2014年10月2日木曜日

問題解決の道具箱:イッシューツリー(その6)


  
  物事を単純化して構造とかプロセスとか関係性に焦点を当てて考えるのにはメタファーは役に立ちますねぇ・・・・・・

 これを童話形式にして適当な登場人物を考えて「チーズはどこへ消えた」みたいな本を書こうかなぁ(笑)。
 


問題解決をメタファーで考える

 何日か前にイッシューツリーを使った9ステップの問題解決方法については以下で書きました。




 それで、このステップの説明を捕捉するべく、メタファーを使った説明資料を作成してみました。


 
 要は、枯れ木に花を咲かせるためには何をすれば良いのか?

「花咲かじいさん(花神)」になったつもりで考えてみましょう(笑)。

まずは現状をしっかり観察して、色々仮説を立ててみる、となります。
図でいうと左側の枯れ木をまじまじと観察してみる。

文脈、コンテクストの分析

 この木は昔は青々としていて花を付けていたのかもしれない、いったいどのような経緯、文脈があって枯れたのかを調べてみる。例えば、治水工事で地下水脈の流れが変わったらしぃとか、環境の変化で酸性雨が降るようになったかもとか・・・。で、重要なのはこんなケース。木は広葉樹→じゃあ、冬は葉が落ちている。文脈分析をしてみる、ここ3年葉をつけていないし、春になっても芽が出ていない→やっぱり何かがおかしい。となるわけです。

利害関係者、ステークホルダー分析

 この木を取り巻く利害関係者は誰かを調べてみる。例えば、この木の所有者はだれかとか?葉っぱが薬草になるので誰これかまわず葉をちぎっていったとか・・・・ビジネスなどでは人だけれども、これを拡張すると場合によっては別の動物とか虫とかまで関係するのか?とか。

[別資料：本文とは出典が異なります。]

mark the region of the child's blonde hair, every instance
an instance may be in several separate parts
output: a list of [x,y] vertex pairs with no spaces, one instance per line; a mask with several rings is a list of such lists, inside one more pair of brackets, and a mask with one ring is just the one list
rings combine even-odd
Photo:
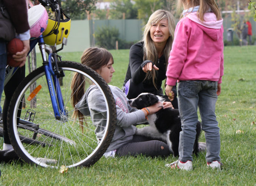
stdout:
[[181,9],[183,7],[183,3],[186,4],[188,8],[200,6],[197,15],[199,19],[202,21],[204,21],[204,14],[207,12],[210,8],[211,12],[216,15],[217,20],[221,20],[222,19],[221,14],[215,0],[188,0],[188,1],[189,3],[187,3],[187,0],[178,0],[177,9]]
[[[81,63],[92,68],[94,70],[105,66],[111,59],[114,62],[113,56],[106,49],[96,47],[90,47],[86,49],[81,57]],[[79,118],[79,123],[83,132],[84,116],[77,109],[75,105],[80,101],[85,93],[84,77],[81,74],[75,74],[72,80],[71,87],[72,98],[71,102],[75,111],[72,117]]]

で、PMBOKだと、ステークホルダーを明示して、権力の大小、関心度の大小でマトリクスを書いてみるということになるわけですねぇ。

③問題分析/状況分析

 この場合、バリエーションは2つ、

 一つは上手く行っていない問題に焦点を当てる場合、「何が上手くいっていないのか?」のように都合の悪い現象に焦点を当てる。これは短期療法のMRIアプローチの要領。

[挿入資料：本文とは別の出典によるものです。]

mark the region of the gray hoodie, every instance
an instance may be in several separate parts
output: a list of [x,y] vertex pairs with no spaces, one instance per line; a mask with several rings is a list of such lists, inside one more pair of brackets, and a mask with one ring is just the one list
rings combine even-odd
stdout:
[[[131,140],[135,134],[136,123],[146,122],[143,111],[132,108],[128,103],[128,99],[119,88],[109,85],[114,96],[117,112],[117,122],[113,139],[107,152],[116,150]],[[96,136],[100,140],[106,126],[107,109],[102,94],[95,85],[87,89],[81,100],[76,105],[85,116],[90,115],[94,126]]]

そして「何がこの状況をつくりだしているのか?」「このままいくとどうなるのか?」を仮説として考える。この例の場合、うまくいっていないことは、葉っぱがついていないとか、木の表面が削れているとか、それで、原因仮説を掘っていくと、酸性雨が降っているからではないか?とか、地下水脈が切断されて水が根に来ていないのではないか?とか、それで効果として将来の悲観的シナリオを考えると、このまま行くと完全に枯れるよねぇとか、という具合。で、このあたりをロジック・ツリーでまとめてみる。 

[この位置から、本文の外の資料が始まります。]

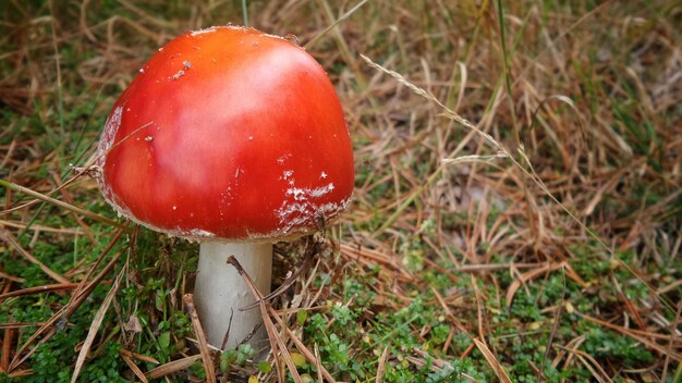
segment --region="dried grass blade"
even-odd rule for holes
[[[192,319],[192,328],[194,328],[196,339],[199,343],[199,354],[202,355],[204,371],[206,371],[206,381],[208,381],[208,383],[216,383],[216,368],[214,367],[214,360],[210,356],[210,350],[208,349],[208,343],[206,343],[206,335],[204,334],[204,329],[202,329],[199,316],[194,307],[194,295],[185,294],[182,297],[182,301],[185,305],[185,310]]]
[[[483,356],[486,358],[486,361],[488,362],[488,365],[490,365],[490,368],[492,369],[492,371],[495,371],[495,374],[500,380],[500,382],[512,383],[507,372],[504,372],[504,369],[502,368],[502,366],[500,366],[500,362],[497,360],[495,355],[490,353],[490,349],[488,349],[488,346],[486,346],[485,343],[478,341],[477,338],[473,338],[473,341],[476,344],[476,347],[478,347],[478,350],[480,351],[480,354],[483,354]]]
[[[19,242],[16,242],[14,236],[10,234],[10,232],[1,227],[0,227],[0,239],[7,243],[8,245],[10,245],[10,247],[13,247],[16,251],[19,251],[19,254],[21,254],[24,258],[26,258],[26,260],[28,260],[31,263],[36,264],[38,268],[40,268],[40,270],[42,270],[42,272],[49,275],[52,280],[59,283],[71,283],[71,281],[61,276],[59,273],[48,268],[45,263],[40,262],[40,260],[34,257],[31,252],[26,251],[26,249],[24,249],[19,244]]]
[[[386,359],[388,358],[388,347],[383,347],[383,351],[381,351],[381,356],[379,357],[379,367],[377,367],[377,379],[375,379],[375,383],[381,383],[381,378],[383,376],[383,368],[386,366]]]
[[[9,181],[0,180],[0,186],[4,186],[8,189],[12,189],[14,192],[23,193],[25,195],[28,195],[28,196],[34,197],[36,199],[39,199],[41,201],[54,205],[57,207],[66,209],[69,211],[73,211],[73,212],[75,212],[77,214],[85,215],[85,217],[87,217],[87,218],[89,218],[92,220],[95,220],[95,221],[98,221],[98,222],[101,222],[101,223],[106,223],[106,224],[111,225],[111,226],[115,226],[115,227],[119,227],[119,228],[126,228],[127,227],[125,224],[118,223],[117,221],[108,219],[108,218],[106,218],[103,215],[99,215],[99,214],[94,213],[94,212],[92,212],[89,210],[81,209],[77,206],[73,206],[71,203],[66,203],[66,202],[60,201],[59,199],[56,199],[56,198],[52,198],[52,197],[48,197],[48,196],[46,196],[44,194],[40,194],[38,192],[34,192],[34,190],[32,190],[32,189],[29,189],[27,187],[24,187],[24,186],[21,186],[21,185],[16,185],[16,184],[11,183]]]
[[[73,375],[71,375],[71,383],[75,383],[76,380],[78,379],[78,374],[81,373],[81,369],[83,368],[83,365],[85,363],[85,358],[87,357],[87,353],[90,350],[90,347],[93,346],[93,343],[95,342],[95,336],[97,336],[97,331],[99,330],[101,322],[105,320],[107,310],[109,310],[109,306],[111,306],[111,301],[113,300],[115,293],[119,291],[121,279],[123,277],[126,271],[127,271],[127,265],[121,269],[121,271],[119,272],[119,275],[113,282],[113,285],[109,289],[109,293],[107,293],[105,300],[101,302],[99,310],[97,310],[97,313],[95,313],[95,318],[93,319],[93,322],[90,323],[90,329],[87,332],[87,336],[85,337],[83,347],[81,348],[81,351],[78,353],[78,358],[76,359],[76,365],[73,370]]]
[[[199,359],[202,359],[200,355],[193,355],[191,357],[173,360],[147,371],[145,376],[147,376],[147,379],[163,378],[166,375],[170,375],[171,373],[188,369],[195,361]]]
[[[303,380],[301,379],[301,375],[299,374],[299,371],[296,370],[296,365],[291,359],[291,355],[289,354],[289,350],[287,349],[287,345],[284,344],[282,338],[279,336],[279,334],[277,334],[275,324],[272,323],[272,319],[270,318],[270,316],[268,316],[268,311],[266,307],[269,305],[267,305],[263,300],[263,294],[258,292],[258,289],[256,288],[256,285],[254,284],[254,281],[251,279],[248,273],[246,273],[246,271],[242,268],[242,265],[236,260],[236,258],[234,258],[234,256],[228,257],[228,264],[231,264],[236,269],[240,275],[244,279],[244,282],[248,286],[251,294],[253,294],[254,299],[260,301],[260,314],[263,316],[263,321],[265,322],[265,326],[268,332],[268,337],[270,338],[272,350],[277,348],[280,349],[281,357],[282,359],[284,359],[284,363],[287,363],[287,367],[289,368],[289,372],[291,372],[291,376],[293,378],[294,382],[303,383]],[[275,356],[275,360],[277,361],[277,356]]]
[[[36,287],[22,288],[22,289],[16,289],[14,292],[7,293],[7,294],[0,294],[0,300],[12,298],[12,297],[19,297],[22,295],[59,292],[62,289],[74,289],[78,287],[78,285],[81,284],[80,283],[59,283],[59,284],[53,284],[53,285],[42,285],[42,286],[36,286]]]
[[[10,314],[10,321],[13,320]],[[4,329],[4,336],[2,337],[2,356],[0,356],[0,370],[7,372],[10,367],[10,353],[12,351],[12,341],[14,339],[14,329]]]
[[[26,283],[26,280],[24,280],[23,277],[10,275],[8,273],[3,273],[2,271],[0,271],[0,277],[3,280],[16,282],[16,283]]]
[[[28,357],[31,357],[33,353],[35,353],[35,350],[40,344],[47,342],[54,334],[56,332],[56,329],[53,329],[54,323],[60,322],[60,321],[65,322],[69,319],[69,317],[71,317],[78,309],[78,307],[81,307],[83,301],[89,296],[93,289],[99,284],[99,282],[111,270],[111,268],[113,268],[115,262],[119,260],[120,256],[121,256],[120,254],[117,254],[111,259],[111,261],[105,267],[105,269],[95,277],[95,280],[88,283],[87,286],[85,286],[83,289],[81,291],[76,289],[72,299],[64,307],[59,309],[59,311],[57,311],[47,322],[45,322],[33,335],[31,335],[28,341],[26,341],[26,343],[24,343],[24,345],[19,349],[19,351],[16,351],[16,355],[14,356],[14,359],[12,360],[12,363],[10,365],[10,371],[14,370],[16,367],[23,363],[26,359],[28,359]],[[86,281],[84,280],[83,283],[86,283]],[[40,342],[38,342],[38,345],[36,345],[33,349],[26,353],[26,355],[22,356],[22,354],[24,354],[24,351],[33,344],[33,342],[35,342],[40,335],[42,335],[48,330],[50,331],[45,334],[45,336],[40,339]]]
[[[131,359],[131,357],[129,357],[127,355],[125,355],[123,353],[119,353],[119,354],[121,355],[121,359],[123,359],[125,365],[127,365],[127,367],[130,367],[131,371],[133,371],[135,376],[137,376],[137,379],[139,379],[141,382],[147,383],[148,382],[147,376],[145,376],[145,374],[142,372],[139,367],[137,367],[137,365],[135,365],[133,359]]]
[[[317,371],[321,373],[327,382],[336,383],[329,371],[327,371],[327,369],[320,363],[319,358],[314,356],[310,350],[305,347],[303,342],[301,342],[301,339],[299,339],[299,337],[296,337],[296,335],[291,330],[289,330],[287,325],[284,325],[284,322],[282,322],[282,319],[277,314],[277,311],[275,311],[272,307],[268,307],[268,311],[270,312],[270,316],[275,319],[275,321],[284,330],[287,335],[293,341],[299,351],[303,354],[307,361],[309,361],[310,363],[315,363],[315,366],[317,367]]]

 もう一つは、上手くいっていることに焦点を当てる場合。これは短期療法のうちのソリューション・フォーカスト・アプローチやエリクソニアン・アプローチの要領。もちろん、本当は、上手くいっている、上手くいっていない、と判断している枠組み、や判断基準自体に焦点を当てる必要があります。(枠組みを超えた解決策を考えるために)。

 「何が上手くいっているいるのか?」で、「何がこの状況をつくりだしているのか?」「これを全体に広げることはできないのか?」。この場合だと現象としては、少しの枝には葉っぱがついている。で、葉っぱがついている枝と葉っぱがついていない枝の差は何か?この要因を考えてみる。例えば、原因仮説として、土地が石灰岩の斑になっていて中和されている根っこに関係しているところは葉っぱがついているのではないか?とか。で、将来の効果として根っこのすべてを石灰で中和すると木が甦るかもと考えて、ロジック・ツリーを書いてみる。

 それで、ここまでが図の左側。 

 余談ですが、厳密な意味でのロジック・ツリーがかけない人は、まずはゆるゆるなマインドマップを書いてみても良いでしょう。